Over the last several days I lost the ability to boot from three hard drives. When one went down I plugged in another only to have it follow suit.
The following is the screen I get when I power on the PC.
http://i290.photobucket.com/albums/ll257/Statenislander/Computer/DriveProblem_zps181ee5ed.jpg
Obviously there is an issue with the motherboard because one can only give coincidence so much credit.
Each time it's happened was on "power up" after a previously successful "power off". So it wasn't as if the PC crashed beforehand or exhibited any unusual behavior to signify that the next boot up attempt would fail.
Can anyone tell me what the possible problems is and a solution so this system doesn't do the same to the fourth drive I just plugged in?
Thanks.
Darren Harris
Staten Island, New York.
Well, don't run any more drives on that system,
until you figure it out
*******
I would take the dead drive, to a computer known not to be
killing drives, and test it there.
To protect that computer against damage, I might insert
a PCI IDE card in it, install a driver for the PCI IDE
card, then connect the suspect drive to the PCI IDE card.

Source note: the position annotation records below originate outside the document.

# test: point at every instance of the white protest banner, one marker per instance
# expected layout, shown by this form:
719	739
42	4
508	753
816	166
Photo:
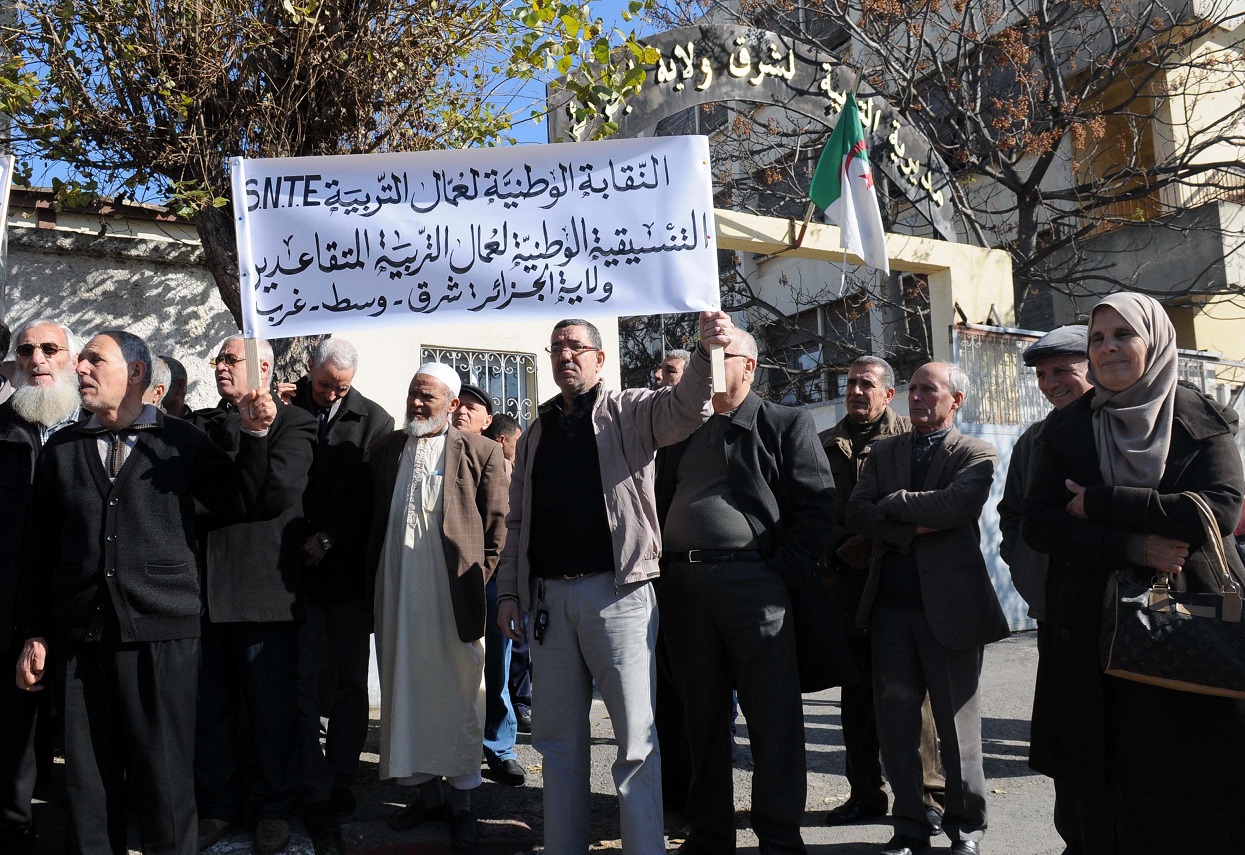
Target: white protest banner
609	228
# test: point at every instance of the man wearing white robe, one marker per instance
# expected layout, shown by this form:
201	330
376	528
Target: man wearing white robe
440	499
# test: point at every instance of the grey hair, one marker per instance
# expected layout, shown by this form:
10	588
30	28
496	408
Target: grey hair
133	350
594	335
265	352
746	345
679	355
888	373
161	373
336	351
71	339
177	371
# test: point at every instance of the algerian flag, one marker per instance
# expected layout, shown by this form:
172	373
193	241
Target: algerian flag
843	188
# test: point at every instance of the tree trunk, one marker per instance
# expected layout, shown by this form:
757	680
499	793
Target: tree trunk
220	250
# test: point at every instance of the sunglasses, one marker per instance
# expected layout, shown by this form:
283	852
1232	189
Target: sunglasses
227	359
28	350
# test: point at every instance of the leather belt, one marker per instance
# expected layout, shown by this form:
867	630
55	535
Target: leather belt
573	575
715	555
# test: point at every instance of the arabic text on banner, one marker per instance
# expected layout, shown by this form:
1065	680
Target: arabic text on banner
608	228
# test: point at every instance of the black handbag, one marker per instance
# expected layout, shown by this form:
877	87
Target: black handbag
1179	640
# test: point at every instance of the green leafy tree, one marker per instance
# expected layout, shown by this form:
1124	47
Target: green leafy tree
157	95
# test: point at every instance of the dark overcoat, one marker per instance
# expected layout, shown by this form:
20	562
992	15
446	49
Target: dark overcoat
254	570
339	497
1086	724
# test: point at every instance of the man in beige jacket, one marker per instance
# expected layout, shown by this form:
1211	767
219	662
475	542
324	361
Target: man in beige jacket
580	553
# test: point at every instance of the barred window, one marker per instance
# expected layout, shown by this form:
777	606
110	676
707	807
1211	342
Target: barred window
509	378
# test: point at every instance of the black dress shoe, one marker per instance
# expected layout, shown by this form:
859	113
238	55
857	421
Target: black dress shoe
463	833
405	819
509	772
853	812
902	844
342	802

If the PCI IDE card is ruined, the motherboard is protected
and only the PCI IDE card needs to be changed out. So that's
a relatively conservative approach, to protecting the
known-good computer. I have several Promise TX2 cards for that.
Once the test computer is booted, you can use TestDisk to
examine the suspect drive as a data drive, and look for data on it.
Maybe it's just the MBR got deleted, and the partitions
are still present.
First, on the known-good test computer, you check at BIOS
level, whether the dead drive can be detected. Enter the BIOS,
look in the disk interface section, and see if the model
number of the drive is listed. That's a basic I/O test,
proving the drive is running internally, and it is able to
send an identity string on demand.
If there is no sign of the drive at all, either an I/O interface
went overvoltage, or +5V/+12V went overvoltage. Something
a bit more physical, low level, and catastrophic.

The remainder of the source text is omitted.